I’d seen Baker Mayfield on tape.
I had never watched him in person until rookie minicamp over the weekend. Even as a low, low, low, low, low-level talent evaluator — my words, no one else’s — I know the importance of seeing a quarterback throw live.
It’s a different experience watching the ball come out of the hand up close and travel to different parts of the field. Gauging velocity and tightness of a spiral can’t be done completely on a laptop or TV.
Mayfield affirmed what seemed obvious on tape. The ball zips through the air and arrives at the receiver with pop worthy of the No. 1 pick in the draft.
The accuracy the Browns fell in love with was also apparent. Most throws were right on target, while the misses were largely within the catch radius. Although he was occasionally high or wide for an incompletion, they weren’t the DeShone Kizer or Josh Allen scattershots.
But we always knew Mayfield could throw it. The question is whether his success at Oklahoma will carry over to the NFL at 6-foot-0 5/8.
Obviously it’s way too early to tell, but rookie camp showed he’ll have to figure out a way to win from the pocket in a pro system against NFL defenses. The Oklahoma offense, with the help of Big 12 defenses, afforded Mayfield time to throw from a clean pocket to receivers running open. Those luxuries often disappear on Sundays.
The difficulty for Mayfield at minicamp came in 11-on-11 periods when the protection broke down. He looked small, disappearing in the mass of humanity and struggling to escape against a defense without Myles Garrett, Jamie Collins and Christian Kirksey.
That’s to be expected. He’s inches shorter than most of his peers and lacks the elite athleticism to consistently run away from trouble. So it’s up to him, and the coaches, to come up with a way to compensate.
The Browns knew that when they drafted him No. 1. And it can be done. Drew Brees has made a Hall of Fame career in New Orleans with the same limitations.
Protecting Mayfield in the pocket will be at a premium. Getting him outside the tackles to create throwing lanes will be necessary.
Brees beat the odds to become one of the best ever with nearly unparalleled accuracy, intelligence and drive. He provided the blueprint, and Mayfield appears to have the tools to execute it.
So it’s time to get to work. And there’s plenty to be done.
A BIT OF EVERYTHING
The first look at the rookies confirmed the initial analysis of general manager John Dorsey’s first draft class in Cleveland: It was all over the place.
Trying to find a singular theme throughout the nine picks is futile. (Although Dorsey would say it’s talent.)

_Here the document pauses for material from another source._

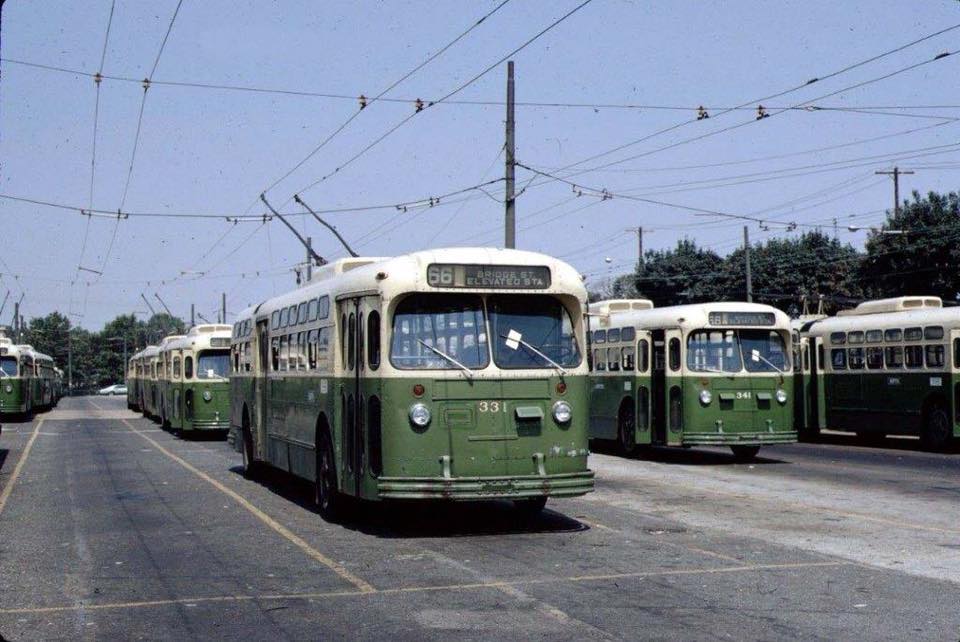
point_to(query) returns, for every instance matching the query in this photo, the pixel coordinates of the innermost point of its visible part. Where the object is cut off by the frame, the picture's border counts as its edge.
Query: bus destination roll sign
(507, 277)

The draft opened with undersized overachievers in Mayfield, cornerback Denzel Ward and offensive lineman Austin Corbett. All talented, all productive in college, all well shy of the prototypical size for their positions. Linebacker Genard Avery, taken in the fifth round, also fits the mold.
Dorsey knows exceptions can’t be the rule, and he fell for the physical specimens of defensive end Chad Thomas in the third round and receiver Damion Ratley and cornerback Simeon Thomas in the sixth.
Not to be forgotten are the character risks of fourth-round receiver Antonio Callaway and Simeon Thomas. Both were suspended and arrested during their college careers and leave Dorsey susceptible to second-guessing.
He can handle the scrutiny. He’s supremely confident in his ability to identify talent and build a roster.
The previous regime led by Sashi Brown was criticized for acting like it was smarter than the rest of the league. Dorsey and his top lieutenants have a different type of ego: They believe they evaluate talent better than their counterparts.
They better be right.
Mayfield doesn’t have to be better than USC quarterback Sam Darnold, the favorite to be the No. 1 pick who went to the Jets at No. 3. But Mayfield does have to win games, lead the Browns to the playoffs and win games once there. Such are the expectations for the No. 1 pick.
Ward doesn’t have to be better than Bradley Chubb, the pass rusher the Browns could’ve had at No. 4 and the Broncos were eager to pounce on at No. 5. But Ward does need to be a Pro Bowl-caliber corner who can hold his own versus Pittsburgh’s Antonio Brown and Cincinnati’s A.J. Green.
It would also help if Corbett can settle in as the starting left tackle, second-round running back Nick Chubb makes an instant impact and Callaway stays out of trouble and proves to be better than Corey Coleman.
The Browns have a lot riding on this draft class. It starts with Mayfield but doesn’t end there.